The lawsuit asked that Foster Farms operate according to emergency rules issued by Merced County in August of 2020. However, it did not demand that the plant be closed, or campaign that workers go on strike until the violations were remedied.

Local 630 has not announced when, or if, the strike at Compton will take place. This weekend it has called for a rally at a nearby supermarket, which will include local politicians, religious figures and Teamsters bureaucrats. A similar protest rally that took place on April 26, in the vicinity of the plant, did nothing to resolve any of the outstanding issues.

Negotiations between the Teamsters and Foster Farms continue in the presence of a mediator. Last April, scores of union-organized workers picketed the plant to demand a resolution to this contract dispute.

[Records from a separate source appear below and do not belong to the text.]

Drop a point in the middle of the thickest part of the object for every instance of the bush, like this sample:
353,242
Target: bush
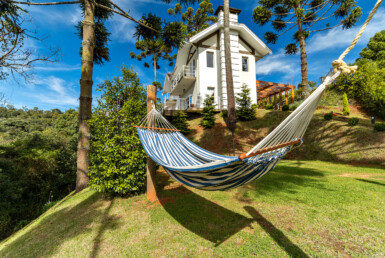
345,104
353,121
380,127
118,161
208,115
328,116
244,111
180,122
285,108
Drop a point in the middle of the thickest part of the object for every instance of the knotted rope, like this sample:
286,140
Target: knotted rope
339,64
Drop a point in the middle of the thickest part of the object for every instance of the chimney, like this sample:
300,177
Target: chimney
233,13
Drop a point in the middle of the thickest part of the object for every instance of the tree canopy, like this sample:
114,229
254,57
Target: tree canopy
304,18
195,21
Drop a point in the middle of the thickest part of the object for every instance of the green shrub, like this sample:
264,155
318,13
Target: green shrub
208,115
353,121
328,116
244,110
118,161
345,104
379,127
180,122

The union statement also quotes Teamsters General President James P. Hoffa: “If Foster Farms is not willing to give our members a fair return on their work and honor their contributions during the pandemic, we have thousands of Teamsters across California and the country who are ready to take on that fight.”

Hoffa’s bluster is a fraud. While there is no doubt that the many thousands of workers are ready to join the struggle, neither the Teamsters nor the other unions at Foster Farms will call them out.

To mobilize support for their struggle, workers at Foster Farms plants must set up rank-and-file committees, independent of the corrupt Teamsters bureaucracy, to unite their struggle with those of workers across the country for decent wages, benefits and working conditions.